[Proposal] Capture Handle - Bootstrap App-Collaboration when Screensharing

eladalon · 2021-06-04

Prelude

For a version of this that is more comprehensive and easier to navigate thanks to internal links, please refer to the explainer.

Problem Description

Generic Problem Description

Consider a web-application, running in one tab, which we’ll name “main_app.” Assume main_app calls getDisplayMedia and the user chooses to share another tab, where an application is running which we’ll call “captured_app.”

Note that:

main_app does not know what it is capturing.
captured_app does not know that it is being captured; let alone by whom.

Both these traits are desirable for the general case, but there exist legitimate use cases where the browser would want to allow applications to opt-in to bridging that gap and enable a connection.

We wish to enable the legitimate use cases while keeping the general case as it was before.

Use-case #1: Cross-App Communications

Consider two applications that wish to cooperate, for example a VC app and a presentation app. Assume the user is in a VC session. The user starts sharing a presentation. Both applications are interested in letting the VC app discover that it is capturing a slides session, which application, and even which session, so that the VC application will be able to expose controls to the user for flipping through slides. When the user clicks those controls, the VC app will be able to send messages to the presentation app (either through a service worker or through a shared back-end infrastructure). These messages will instruct the presentation app to flip through slides, enter/leave presentation-mode, etc.

Use-case #2: Analytics

Capturing applications often wish to gather statistics over what applications their users tend to capture. For example, VC applications would like to know how often their users share presentation applications from specific providers, Wikipedia, CNN, etc. Gathering such information can be used to improve service for the users by introducing new collaborations, such as the one described above.

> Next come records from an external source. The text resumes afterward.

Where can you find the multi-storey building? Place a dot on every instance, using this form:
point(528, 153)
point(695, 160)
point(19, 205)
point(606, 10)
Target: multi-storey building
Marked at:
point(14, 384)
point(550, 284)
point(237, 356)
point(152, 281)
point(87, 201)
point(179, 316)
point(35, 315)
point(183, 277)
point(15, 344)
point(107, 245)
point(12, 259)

Use-case #3: Detecting Unintended or Unapproved Captures

Users sometimes choose to share the wrong tab. Sometimes they switch to sharing the wrong tab by clicking the share-this-tab-insead button by mistake. A benevolent application could try to protect the user by presenting an in-app dialog for re-confirmation, if they believe that the user may have made a mistake.

Use-case #4: Avoiding “Hall of Mirrors”

This use-case is a sub-case of #3, but deserves its own section due to its importance. The “Hall of Mirrors” effect occurs when users choose to share the tab in which the VC call takes place. When detecting self-capture, a VC application can avoid displaying the captured stream back to the user, thereby avoiding the dreaded effect.

Our Solution

Summary

Captured applications opt-in to exposing information by setting CaptureHandleConfig.
Capturing applications read this information as CaptureHandle, which is available through two access points.

MediaDevices.setCaptureHandleConfig

dictionary CaptureHandleConfig {
  boolean exposeOrigin = false;
  DOMString handle = “”;
  sequence<DOMString> permittedOrigins = [];
};

partial interface MediaDevices {
  void setCaptureHandleConfig(
      optional CaptureHandleConfig config = {});
};

We add the method setCaptureHandleConfig in MediaDevices. It accepts a configuration consisting of three independent members.

exposeOrigin: If an application sets this value to true, the origin of that application may be exposed to capturing applications as CaptureHandle.origin.
handle: If an application sets this value, that value is exposed to capturing applications as CaptureHandle.handle. Otherwise, the capturing application will see the empty string in that field. Values to this field are limited to 1024 unicode code points. If the application attempts to set a longer value, a TypeError exception is raised.
permittedOrigins: A capturing application is only allowed to observe CaptureHandle if its origin is included in permittedOrigins. If permittedOrigins includes “*”, all capturers are permitted to observe CaptureHandle. In either of these cases, origin and handle are still exposed independently. That means that if exposeOrigin is false, capturers only see the handle. Defaulting to the empty set means that by default, nobody will see the capture handle, and the call will have no effect. This ensures that the caller has made an explicit decision on which origins to expose the capture handle to.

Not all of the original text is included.